Entretanto, a pesquisa vai além do simples fato da demonstração existencial da usucapião extrajudicial no ordenamento jurídico do país, abordando, também, as provas que devem ser produzidas durante o procedimento, essenciais ao acolhimento ou rejeição do pedido, com destaque principal entre essas provas para a ata notarial, a qual, quando bem elaborada contribui de forma indiscutível em favor do pleito do usucapiente.
Da usucapião Extrajudicial
Pois bem, a propriedade pode ser adquirida mediante diversos mecanismos criados por lei, entre os quais, no que interessa especialmente a este trabalho, a usucapião.
Trata-se de forma de aquisição originária que tradicionalmente tem sido declarada por órgãos judiciários mediante processos algumas vezes demorados até que a declaração seja registrada no Ofício Imobiliário, deixando o bem de raiz no limbo enquanto a questão não é definitivamente resolvida, fato que diminui o valor econômico do imóvel pela incerteza gerada com a ausência do registro, que uma vez realizado traz maior segurança jurídica e oponibilidade erga omnis.
Instrumento bastante conhecido pelos profissionais do direito, a usucapião agrega segurança jurídica ao imóvel usucapiendo, permite melhor aproveitamento econômico, facilita o crédito, sem contar que pacifica a convivência social.

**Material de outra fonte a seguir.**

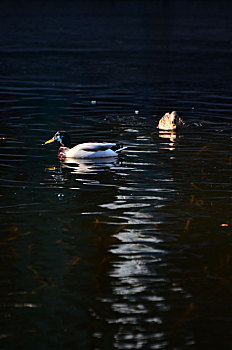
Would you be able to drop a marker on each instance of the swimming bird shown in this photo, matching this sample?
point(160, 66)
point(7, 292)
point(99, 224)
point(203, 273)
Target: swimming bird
point(170, 121)
point(88, 150)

Entretanto, apesar de ganhar divulgação a partir da Lei das XII Tábuas, que data do século V antes de Cristo, na maioria das nações, ainda nos dias de hoje a usucapião encontra-se submetida a um processo tormentoso, carecendo ser flexibilizado, a fim de acompanhar o desenvolvimento da sociedade contemporânea, onde o fator tempo, mais que nunca, toma conta da vida das pessoas.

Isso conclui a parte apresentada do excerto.